Minutes of the Second MONARC Meeting at CERN, July 30 1998 (Draft)
     ____________________________________________________________

     Present:  Paolo Capiluppi (INFN/Rome), Mauro Campanella (INFN/Milano),
                  Dirk Duellmann (CERN/RD45), Philippe Galvez (Caltech),
                  Irwin Gaines* (FNAL),  Frank Harris* (Oxford), Ian McArthur*(Oxford),
                  Harvey Newman (Caltech), Bianca Osculati* (INFN/Genoa),
                  Les Robertson (CERN/IT), Simona Rolli (FNAL),
                  R D Schaffer (CERN/RD45), Leonello Servoli (INFN/Perugia)
                  Jamie Shiers (CERN/RD45), Krzysztof Sliwa* (Tufts),
                  Andrei Tsaregorodotsev (Marseilles),
                  Richard Wilkinson*(Caltech), David Williams (CERN/IT) 

     [*] By video


     Introductory Note:   These minutes are extracted from a long and somewhat involved
                                   meeting. MONARC members and especially the Insitute group
                                   leaders are requested to read these minutes carefully, and
 


 
  o H. Newman opened the meeting noting that the conclusions of the meeting will be
     preliminary in the sense that Laura Perini could not be present.

     An initial go-round of remote participants indicated that there were various audio
     problems, some of which may have been associated with the reconfiguration of the
     transatlantic network and the fact that there were 2 other videoconferences going on.

          Action Item: In all future meetings, technical tests and setups will commence
                             30 minutes before the start of the meeting. It is not advised to try
                             to just join the meeting at the moment the meeting starts, especially
                             if the user and/or the setup is "new".

     The third MONARC meeting, shortly before the release of Draft -1 of the PEP is
     scheduled for

         Tuesday August 18 at CERN at 16:00, with Virtual Room Video available.

     It is proposed that Laura Perini chair this meeting.
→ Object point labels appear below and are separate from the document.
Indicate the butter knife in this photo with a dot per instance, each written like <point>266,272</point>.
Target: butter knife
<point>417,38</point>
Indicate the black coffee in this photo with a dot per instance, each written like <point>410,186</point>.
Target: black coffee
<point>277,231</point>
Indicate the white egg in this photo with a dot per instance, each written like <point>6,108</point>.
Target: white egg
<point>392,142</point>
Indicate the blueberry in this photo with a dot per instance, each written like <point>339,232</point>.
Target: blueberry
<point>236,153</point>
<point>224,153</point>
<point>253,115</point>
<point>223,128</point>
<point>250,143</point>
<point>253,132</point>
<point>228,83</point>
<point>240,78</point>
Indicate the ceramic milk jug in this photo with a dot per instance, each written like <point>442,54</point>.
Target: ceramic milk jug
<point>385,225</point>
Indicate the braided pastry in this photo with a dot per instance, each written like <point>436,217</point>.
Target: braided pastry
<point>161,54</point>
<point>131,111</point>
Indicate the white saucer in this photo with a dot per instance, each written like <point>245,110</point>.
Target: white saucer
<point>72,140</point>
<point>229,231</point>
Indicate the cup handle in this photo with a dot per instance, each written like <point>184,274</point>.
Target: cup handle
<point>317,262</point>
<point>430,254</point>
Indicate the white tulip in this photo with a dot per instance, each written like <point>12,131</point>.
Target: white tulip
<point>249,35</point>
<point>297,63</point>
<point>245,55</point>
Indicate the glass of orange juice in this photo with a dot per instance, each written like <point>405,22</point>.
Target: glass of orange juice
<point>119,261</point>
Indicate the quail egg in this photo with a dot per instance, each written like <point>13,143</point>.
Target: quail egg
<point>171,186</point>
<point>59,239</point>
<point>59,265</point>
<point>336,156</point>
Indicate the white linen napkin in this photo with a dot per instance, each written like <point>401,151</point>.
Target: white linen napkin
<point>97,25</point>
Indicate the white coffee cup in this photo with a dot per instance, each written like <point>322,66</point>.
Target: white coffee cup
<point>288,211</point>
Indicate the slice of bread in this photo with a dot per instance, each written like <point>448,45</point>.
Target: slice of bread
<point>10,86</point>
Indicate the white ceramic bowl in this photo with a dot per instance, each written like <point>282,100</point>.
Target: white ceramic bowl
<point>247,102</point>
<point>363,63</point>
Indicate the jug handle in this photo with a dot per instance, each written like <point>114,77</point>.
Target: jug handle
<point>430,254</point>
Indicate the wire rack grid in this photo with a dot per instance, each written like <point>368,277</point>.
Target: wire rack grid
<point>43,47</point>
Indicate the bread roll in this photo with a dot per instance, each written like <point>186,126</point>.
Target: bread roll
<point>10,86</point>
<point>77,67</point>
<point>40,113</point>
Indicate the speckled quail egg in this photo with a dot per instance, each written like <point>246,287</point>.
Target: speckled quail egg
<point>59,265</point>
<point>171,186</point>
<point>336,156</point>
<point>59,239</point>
     The MONARC name was accepted

  o Before the meeting Mauro Campanella submitted some of his ideas,  distributed just
     before the meeting, derived from his note

      "The analysis model and the optimization of geographical distribution of computing
             resources: a strong connection" by him and Laura, which may be found at

                     http://www.mi.infn.it/~cmp/modelsv1.html

      Mauro noted that many Models can be ruled out prior to any detailed simulations,
      and emphasized the need for more "paper Models" of the Analysis Process. A Model
      often requires too many resources in at least one area, or turnaround times are too
      long if one presumes to do certain operations (example: too-frequent re-reconstruction)
      during the course of the analysis. He then noted the
      advantage of information from currently or soon running experiments in choosing a
      sensible initial guess (or guesses) at the Models to be simulated, and suggested that we
      explore finding collaborators from these experiments. [I note that several can be found
      amongst those on the MONARC mailing list.] Frank Harris expressed a similar opinion
      after the meeting, by E-mail.


               Action Items: Obtain collaboration with some of: Babar, D0, CDF, etc.
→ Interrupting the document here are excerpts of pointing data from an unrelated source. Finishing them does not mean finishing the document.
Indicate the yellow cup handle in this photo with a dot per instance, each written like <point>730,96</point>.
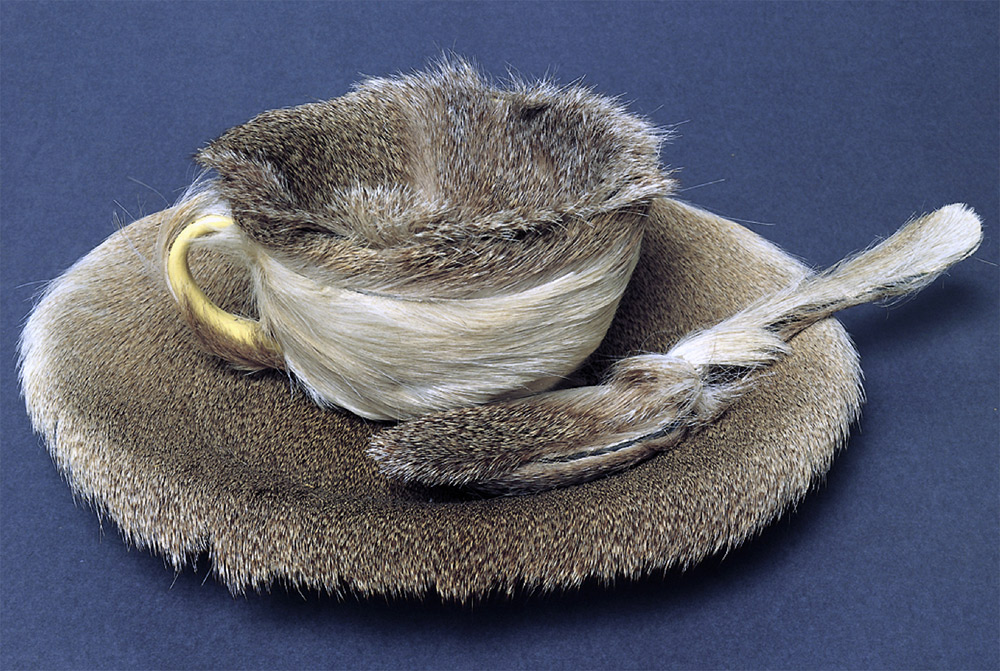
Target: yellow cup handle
<point>240,331</point>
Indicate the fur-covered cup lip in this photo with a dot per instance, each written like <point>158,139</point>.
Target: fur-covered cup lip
<point>681,450</point>
<point>429,241</point>
<point>189,456</point>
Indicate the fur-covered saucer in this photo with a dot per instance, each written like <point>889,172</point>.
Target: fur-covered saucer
<point>188,453</point>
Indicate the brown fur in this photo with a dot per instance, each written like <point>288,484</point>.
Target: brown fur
<point>440,184</point>
<point>188,455</point>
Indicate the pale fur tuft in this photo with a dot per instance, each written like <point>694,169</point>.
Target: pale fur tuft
<point>649,403</point>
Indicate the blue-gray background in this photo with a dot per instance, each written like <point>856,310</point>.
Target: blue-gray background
<point>821,126</point>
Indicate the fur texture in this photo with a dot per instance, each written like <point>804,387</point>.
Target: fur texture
<point>475,248</point>
<point>649,403</point>
<point>189,456</point>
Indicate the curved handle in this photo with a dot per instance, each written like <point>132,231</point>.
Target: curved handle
<point>240,332</point>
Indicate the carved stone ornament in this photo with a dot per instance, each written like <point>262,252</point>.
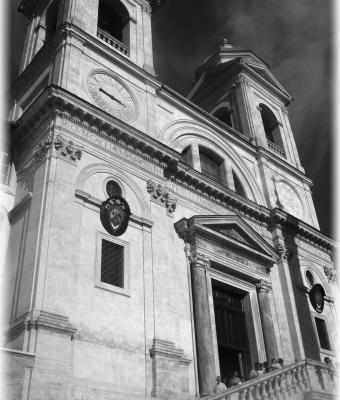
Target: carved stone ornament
<point>114,215</point>
<point>263,286</point>
<point>198,259</point>
<point>317,297</point>
<point>65,149</point>
<point>283,252</point>
<point>43,148</point>
<point>162,194</point>
<point>330,273</point>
                                   Set up team to begin looking at Models on paper, and eliminate
                                       those that are clearly unreasonable. 



 
      Mauro requested, and it was approved that his note become the first MONARC
      technical note, to be labeled MONARC 98/01.


              Action Item: A volunteer to set up MONARC Web Pages, including links
                                     to Technical Notes is requested. 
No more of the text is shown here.